Mme May s’est entretenue séparément au téléphone avec le président français, Emmanuel Macron, et la chancelière allemande Angela Merkel, samedi et dimanche, après la visite de ces deux derniers, cette semaine aux Etats-Unis, où ils ont tenté de convaincre le président de rester dans l’accord. «Ils ont discuté de l’importance de l’accord nucléaire iranien (…) comme le meilleur moyen de neutraliser la menace d’un Iran doté de l’arme nucléaire, s’accordant sur le fait que notre priorité en tant que communauté internationale restait d’empêcher l’Iran de développer une arme nucléaire», selon un communiqué.

«Ils ont convenu que des éléments importants n’étaient pas couverts par l’accord, mais que nous devons y répondre, notamment les missiles balistiques, ce qui arrivera à l’expiration de l’accord et l’activité déstabilisatrice de l’Iran dans la région». Emmanuel Macron a proposé, cette semaine, à Donald Trump de préserver l’accord d’origine qui deviendrait le premier des «quatre piliers» d’un futur texte.

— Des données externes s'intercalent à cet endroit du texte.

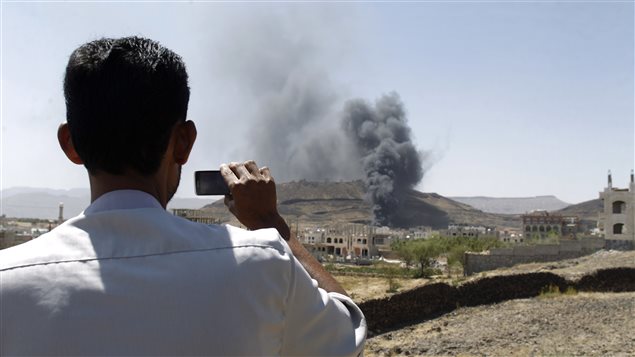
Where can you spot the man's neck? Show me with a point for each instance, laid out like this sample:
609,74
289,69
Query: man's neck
103,183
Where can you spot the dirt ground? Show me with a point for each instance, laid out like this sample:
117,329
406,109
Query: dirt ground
580,324
366,288
585,324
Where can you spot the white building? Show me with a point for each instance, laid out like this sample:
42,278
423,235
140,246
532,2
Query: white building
617,221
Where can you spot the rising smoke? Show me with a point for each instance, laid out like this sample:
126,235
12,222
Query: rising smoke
390,161
298,127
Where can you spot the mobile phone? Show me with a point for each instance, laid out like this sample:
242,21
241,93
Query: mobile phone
210,183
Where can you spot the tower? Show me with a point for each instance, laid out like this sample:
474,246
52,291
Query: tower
617,220
60,218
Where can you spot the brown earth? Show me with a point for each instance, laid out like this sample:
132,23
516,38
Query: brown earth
576,324
585,324
321,203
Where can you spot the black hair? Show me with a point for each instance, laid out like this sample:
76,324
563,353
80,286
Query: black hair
123,97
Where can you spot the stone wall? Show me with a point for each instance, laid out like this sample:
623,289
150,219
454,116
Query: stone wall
507,257
430,301
614,244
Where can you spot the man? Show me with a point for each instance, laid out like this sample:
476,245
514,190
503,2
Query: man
125,277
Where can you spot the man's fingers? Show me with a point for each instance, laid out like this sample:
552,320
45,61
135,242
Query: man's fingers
264,171
253,168
228,174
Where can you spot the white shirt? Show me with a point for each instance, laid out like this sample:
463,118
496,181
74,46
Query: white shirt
125,277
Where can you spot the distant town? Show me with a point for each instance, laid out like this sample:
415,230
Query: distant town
346,241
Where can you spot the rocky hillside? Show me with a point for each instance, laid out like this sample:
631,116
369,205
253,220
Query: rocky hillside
321,202
593,316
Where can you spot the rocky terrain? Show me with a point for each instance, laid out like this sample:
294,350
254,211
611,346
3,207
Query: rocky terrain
343,202
571,323
585,324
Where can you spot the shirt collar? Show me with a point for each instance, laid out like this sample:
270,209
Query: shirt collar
122,199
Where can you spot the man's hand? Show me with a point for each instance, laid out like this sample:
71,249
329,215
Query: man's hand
253,201
253,196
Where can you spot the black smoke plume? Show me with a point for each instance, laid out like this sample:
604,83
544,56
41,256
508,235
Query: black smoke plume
391,162
280,63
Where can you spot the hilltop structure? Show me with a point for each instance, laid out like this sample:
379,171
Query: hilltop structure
540,224
617,221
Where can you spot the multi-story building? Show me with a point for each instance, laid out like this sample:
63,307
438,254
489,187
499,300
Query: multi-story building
468,230
348,240
617,221
540,224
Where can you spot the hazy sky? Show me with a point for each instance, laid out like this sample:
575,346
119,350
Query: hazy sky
505,99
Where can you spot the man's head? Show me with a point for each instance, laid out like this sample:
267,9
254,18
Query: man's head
126,104
123,97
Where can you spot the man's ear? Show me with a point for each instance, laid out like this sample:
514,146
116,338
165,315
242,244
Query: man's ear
66,143
184,136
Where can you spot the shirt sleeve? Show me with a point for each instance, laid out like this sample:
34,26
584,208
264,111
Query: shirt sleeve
318,323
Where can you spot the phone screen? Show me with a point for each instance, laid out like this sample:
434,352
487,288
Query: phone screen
210,183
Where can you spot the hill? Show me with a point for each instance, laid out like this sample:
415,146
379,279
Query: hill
513,205
587,210
343,202
43,203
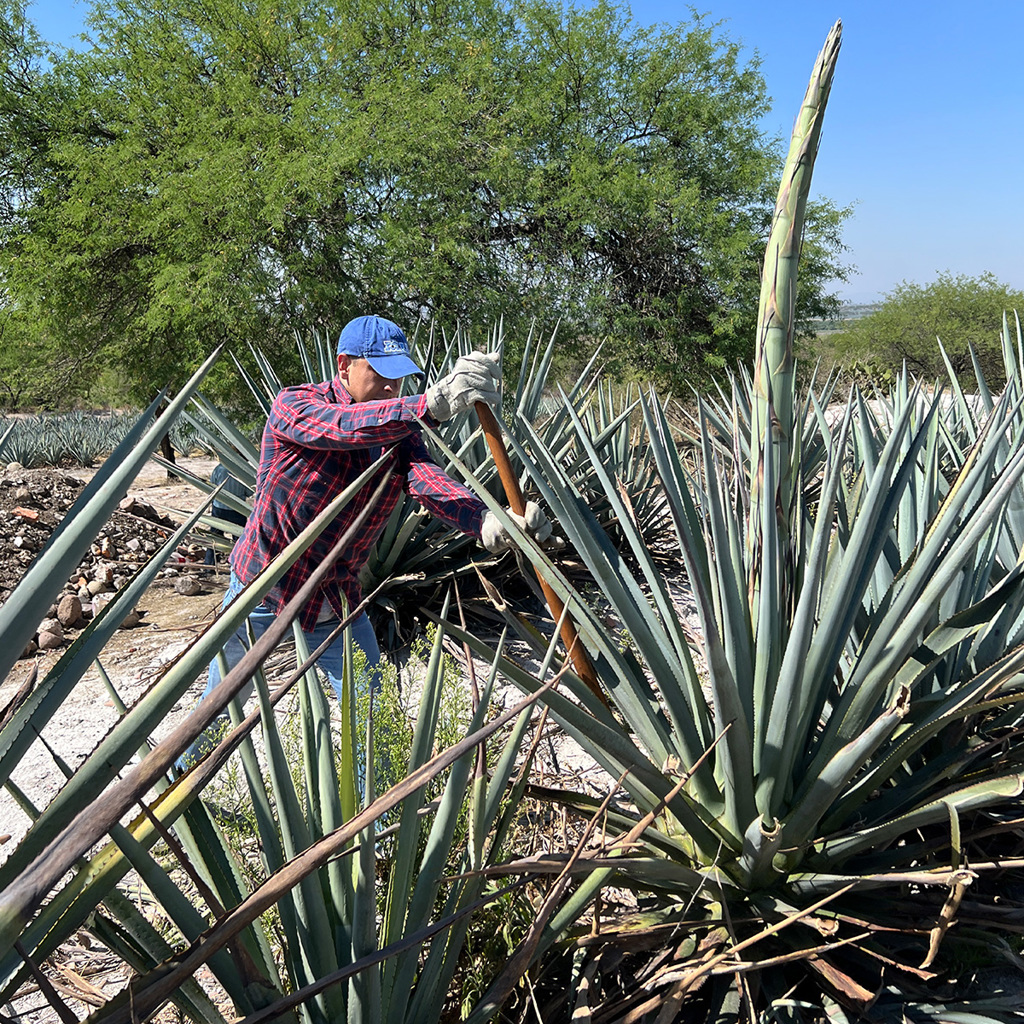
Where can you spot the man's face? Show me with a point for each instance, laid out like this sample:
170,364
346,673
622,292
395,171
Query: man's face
363,382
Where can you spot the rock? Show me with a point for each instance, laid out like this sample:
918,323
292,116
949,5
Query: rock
131,620
69,610
50,635
187,586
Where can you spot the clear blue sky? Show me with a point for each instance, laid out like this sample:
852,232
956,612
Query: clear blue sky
924,132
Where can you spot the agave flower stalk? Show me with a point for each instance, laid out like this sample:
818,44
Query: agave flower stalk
774,377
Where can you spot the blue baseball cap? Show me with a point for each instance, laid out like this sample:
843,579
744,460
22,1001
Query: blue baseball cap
381,343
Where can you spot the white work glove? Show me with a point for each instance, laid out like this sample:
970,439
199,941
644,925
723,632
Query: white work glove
497,539
473,379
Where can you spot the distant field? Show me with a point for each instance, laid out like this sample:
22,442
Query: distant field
847,314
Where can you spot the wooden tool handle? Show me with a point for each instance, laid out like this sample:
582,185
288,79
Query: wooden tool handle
578,653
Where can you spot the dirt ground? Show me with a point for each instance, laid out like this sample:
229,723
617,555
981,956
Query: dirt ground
168,619
170,615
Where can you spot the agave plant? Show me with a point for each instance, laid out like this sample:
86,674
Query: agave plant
416,557
810,787
332,955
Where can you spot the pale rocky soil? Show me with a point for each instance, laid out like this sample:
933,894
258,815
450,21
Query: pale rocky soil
167,622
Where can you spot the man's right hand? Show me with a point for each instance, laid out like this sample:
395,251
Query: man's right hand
473,379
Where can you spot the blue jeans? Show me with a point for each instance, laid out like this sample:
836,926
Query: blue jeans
331,662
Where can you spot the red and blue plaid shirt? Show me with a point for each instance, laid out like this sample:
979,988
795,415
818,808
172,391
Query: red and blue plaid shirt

Les autres «piliers» concernent l’après-2025, quand certaines clauses concernant les activités nucléaires vont expirer, mais aussi les missiles balistiques très controversés de Téhéran et son rôle jugé «déstabilisateur» dans la région. «Reconnaissant l’importance de conserver» l’accord, les dirigeants français, britannique et allemand «se sont engagés à continuer à collaborer étroitement, ainsi qu’avec les Etats-Unis, sur la manière de faire face aux défis posés par l’Iran, notamment les questions qui pourraient être concernées par un nouvel accord», a ajouté Downing Street.

L’accord prévoit un gel par Téhéran de son programme nucléaire jusqu’en 2025. Mais Angela Merkel a estimé vendredi qu’il ne suffisait pas à contenir les ambitions iraniennes. La semaine dernière, l’Iran et la Russie ont catégoriquement rejeté l’idée d’un nouvel accord et affiché leur volonté d’en rester au seul texte existant.